6.     Warranty / Repairs

The customer shall check the work for accuracy and completeness immediately after receipt. Complaints shall be made in writing promptly after the delivery. The customer shall supply the necessary working models for reworking or replacement delivery. In the case of inaccurate fit, the complaint must be filed no later than 10 working days after receipt of the item and include the original models; new models or impressions shall be enclosed or subsequently submitted without delay. These provisions apply to obvious defects only.SomnoMed shall be responsible for material defects (but not for damage caused by the end user) for the warranty period in force in the country of the end user. The warranty given by SomnoMed is described in detail in the User Guide which is provided together with the contractual item.SomnoMed will instruct the authorized laboratory to remedy the defect (repair) subject to SomnoMed’s warranty obligation.

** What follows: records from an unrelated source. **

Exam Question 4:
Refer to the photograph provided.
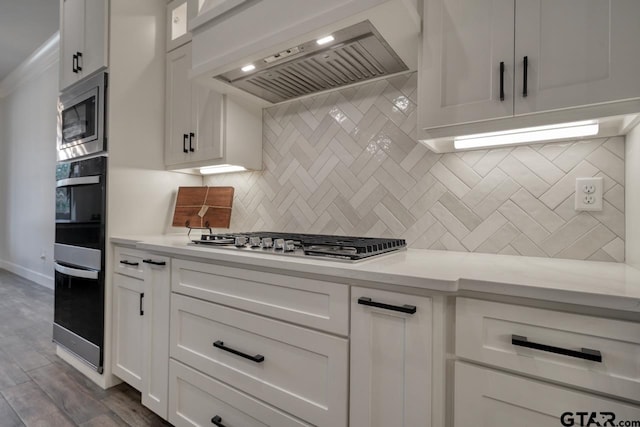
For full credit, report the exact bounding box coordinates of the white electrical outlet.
[575,177,604,211]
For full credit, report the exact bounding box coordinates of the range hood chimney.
[215,20,409,103]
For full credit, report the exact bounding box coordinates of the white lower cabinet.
[453,298,640,427]
[454,362,640,427]
[140,255,171,419]
[349,287,432,427]
[112,247,171,419]
[169,360,311,427]
[171,294,348,427]
[112,274,144,391]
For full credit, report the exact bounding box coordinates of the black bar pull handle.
[500,62,504,101]
[213,340,264,363]
[358,297,417,314]
[511,335,602,363]
[522,56,529,98]
[142,259,167,265]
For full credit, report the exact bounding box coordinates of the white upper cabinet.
[165,43,262,170]
[420,0,514,127]
[60,0,109,90]
[419,0,640,136]
[515,0,640,114]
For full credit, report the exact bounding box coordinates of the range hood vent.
[215,21,409,103]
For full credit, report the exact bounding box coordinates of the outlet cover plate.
[575,177,604,211]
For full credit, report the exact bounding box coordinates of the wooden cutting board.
[173,187,234,228]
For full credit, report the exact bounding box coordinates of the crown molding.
[0,31,60,98]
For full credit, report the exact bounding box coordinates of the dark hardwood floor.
[0,270,170,427]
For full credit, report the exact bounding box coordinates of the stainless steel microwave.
[57,72,108,161]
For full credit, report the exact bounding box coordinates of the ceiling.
[0,0,60,81]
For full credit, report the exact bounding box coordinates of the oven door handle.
[53,262,98,280]
[56,175,100,188]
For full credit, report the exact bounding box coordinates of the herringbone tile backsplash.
[205,74,625,262]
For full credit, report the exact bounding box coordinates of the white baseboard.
[0,260,54,289]
[56,345,122,389]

If subsequent improvement of a defect is not possible or unreasonable, SomnoMed shall reserve the right to decide whether to replace the defective contractual item.The customer shall be responsible for repairs outside the statutory warranty or repairs which have become necessary due to damage caused by the end user or a third party. SomnoMed shall reserve the right to decide at its own discretion whether it will cover the repair costs in part or in whole as a gesture of goodwill. The customer shall have no claim against SomnoMed for costs.

7.     Payment terms

SomnoMed shall issue an invoice for the contractual item ordered. The invoice shall be payable without discount within 30 days after the invoice date by the party to the contract.

8.     Applicable law / Place of jurisdiction

The contract and all disputes that may arise from the contractual relationship shall be exclusively subject to Swiss law with the exclusion of the United Nations Convention on Contracts for the International Sale of Goods (CISG). The exclusive place of jurisdiction for all disputes on and arising from the contractual relationship shall be Zug, Switzerland. This shall also apply to foreign contracts.

9.      Final provisions

The General Terms and Conditions (GTCs) form an integral part of the contract concluded between the parties. By signing the contract, the parties to the contract confirm that they have read and understood all of the terms and conditions contained herein. They expressly declare to have accepted the GTCs in their entirety.Where this document is translated into local languages for foreign customers, the German version shall always apply in the case of alternative possibilities of interpretation or translation mistakes.SomnoMed reserves the right to modify these GTCs at any time. General terms and conditions are provided to the customer in hard copy as enclosure to the contract or electronically to be downloaded from the homepage www.somnomed.eu.